24 weeks in

So now over half way. I know what it is. We are keeping it a secret which is challenging enough. I have to keep catching myself in conversations.

It’s been a bit manic slowly. Found out we are moving within the next month so its all sanity is lost all brain waves are diminished and here we go. So we are starting to pack… yay?

I’m not looking forward to the glucose tolerance test. I don’t trust them after last time. Some how I passed them all until it was late in the game.

I’ve had some wild dreams. It’s lead to a lot of reflection. Not always a positive trip down memory lane. Combine that with starting a new course of therapy and I feel like my brain is slowly fading to grey in terms of how much information I am able to retain.

On the upside, we got a changing table for a tenner, can’t remember if I mentioned that before? We’ve painted it fresh because it badly needed it. I can’t wait to start setting up for the baby though.

Belated 20 week post

Well, the baby kicks…

Loves salty foods too. It’s become an obsession. It dances like a little lunatic when I eat something salty which is funny.

I am finding this vastly different from my last pregnancy.

Yes there is more exhaustion. I could nap for a sport.

However emotionally it is very different. I think being in a completely different environment and place has a massive effect. As well as the fact I don’t have the same people around me this time causing such intense stress and anxiety. It’s been nice to not have to manage toxic influences in my life making things harder than they need to be.

I honestly feel so much safer and more supported. It has made the world of difference. No other news. Scan coming soon after writing this so I will update that in the next post.

Pregnancy dreams

Is it me, or are they always this wild? Like literally.

I have had some of the wildest dreams lately and the most terrifying nightmares.

To be fair most of my nightmares are about my childhood, teen years, growing up kind of thing. But also as an adult dealing with the removal of toxic influences. Like it all circles through the brain and gets processed.

But it’s not just dealing with real memories or things that are problematic the dreams can be utterly random. The cravings after some of them are bizarre.

Still, I think I have eaten way too much carbonara lately as cravings go.

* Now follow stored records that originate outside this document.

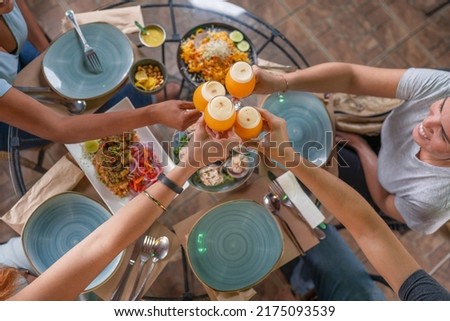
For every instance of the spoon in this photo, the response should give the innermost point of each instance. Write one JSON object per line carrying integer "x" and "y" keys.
{"x": 45, "y": 94}
{"x": 140, "y": 27}
{"x": 272, "y": 203}
{"x": 159, "y": 252}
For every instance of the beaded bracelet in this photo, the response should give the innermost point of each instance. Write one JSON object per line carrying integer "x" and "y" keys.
{"x": 170, "y": 184}
{"x": 155, "y": 200}
{"x": 286, "y": 84}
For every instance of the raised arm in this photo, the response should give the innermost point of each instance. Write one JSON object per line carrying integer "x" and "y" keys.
{"x": 376, "y": 240}
{"x": 68, "y": 277}
{"x": 28, "y": 114}
{"x": 332, "y": 77}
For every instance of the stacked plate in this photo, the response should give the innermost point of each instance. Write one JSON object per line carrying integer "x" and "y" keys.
{"x": 308, "y": 123}
{"x": 64, "y": 65}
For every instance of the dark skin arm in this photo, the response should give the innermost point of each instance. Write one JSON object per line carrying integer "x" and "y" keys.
{"x": 28, "y": 114}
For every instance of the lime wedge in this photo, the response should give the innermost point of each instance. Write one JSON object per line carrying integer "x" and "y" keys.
{"x": 91, "y": 146}
{"x": 140, "y": 75}
{"x": 243, "y": 45}
{"x": 236, "y": 36}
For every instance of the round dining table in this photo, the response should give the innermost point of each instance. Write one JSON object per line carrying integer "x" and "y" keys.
{"x": 273, "y": 50}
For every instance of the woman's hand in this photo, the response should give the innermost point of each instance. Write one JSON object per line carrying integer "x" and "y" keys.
{"x": 175, "y": 114}
{"x": 268, "y": 82}
{"x": 276, "y": 144}
{"x": 205, "y": 147}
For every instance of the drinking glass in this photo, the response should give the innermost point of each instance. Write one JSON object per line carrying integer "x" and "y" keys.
{"x": 248, "y": 123}
{"x": 240, "y": 80}
{"x": 205, "y": 92}
{"x": 220, "y": 114}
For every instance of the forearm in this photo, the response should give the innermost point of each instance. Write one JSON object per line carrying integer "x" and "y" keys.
{"x": 336, "y": 77}
{"x": 30, "y": 115}
{"x": 74, "y": 271}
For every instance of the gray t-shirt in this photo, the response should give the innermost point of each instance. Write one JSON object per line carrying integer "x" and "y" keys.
{"x": 422, "y": 191}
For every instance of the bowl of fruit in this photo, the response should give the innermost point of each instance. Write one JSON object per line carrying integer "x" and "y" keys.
{"x": 148, "y": 76}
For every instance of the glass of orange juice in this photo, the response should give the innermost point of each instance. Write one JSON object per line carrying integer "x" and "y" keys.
{"x": 205, "y": 92}
{"x": 220, "y": 114}
{"x": 248, "y": 123}
{"x": 240, "y": 80}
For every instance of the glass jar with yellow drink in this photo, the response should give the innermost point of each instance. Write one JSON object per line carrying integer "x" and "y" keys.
{"x": 152, "y": 36}
{"x": 240, "y": 80}
{"x": 248, "y": 123}
{"x": 205, "y": 92}
{"x": 220, "y": 114}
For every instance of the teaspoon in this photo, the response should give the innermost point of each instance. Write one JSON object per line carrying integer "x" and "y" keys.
{"x": 159, "y": 252}
{"x": 273, "y": 204}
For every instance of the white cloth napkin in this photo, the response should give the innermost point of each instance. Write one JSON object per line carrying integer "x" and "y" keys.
{"x": 122, "y": 18}
{"x": 298, "y": 197}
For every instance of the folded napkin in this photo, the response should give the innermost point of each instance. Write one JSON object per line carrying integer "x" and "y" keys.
{"x": 122, "y": 18}
{"x": 61, "y": 177}
{"x": 298, "y": 197}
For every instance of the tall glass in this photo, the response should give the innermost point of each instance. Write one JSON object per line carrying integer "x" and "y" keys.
{"x": 248, "y": 123}
{"x": 205, "y": 92}
{"x": 220, "y": 114}
{"x": 240, "y": 80}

Oh and the middle of the night leg cramps and trips to pee. Torture of the weirdest variety.

So yeah, any one else get absolutely bizarro pregnancy dreams?

16 weeks in

I think I have literally slept or vomited through the 4 weeks gap. It would be a fairly accurate description.

Not much else to say.

Midwife appointment went ok. I’m feeling a bit more secure.

Oh almost passed out during the midwife appointment blood test though. Which is an escalation to my usual slight light headed-dizziness from a blood test to full on “I’m going to sit on the floor now because I feel real rough.” So there is that. Do with that what you will.

Emetophobia sucks. Still having anxiety attacks around puking. Hoping it goes away soon. New meds to try for the sick life so lets give those a decent try.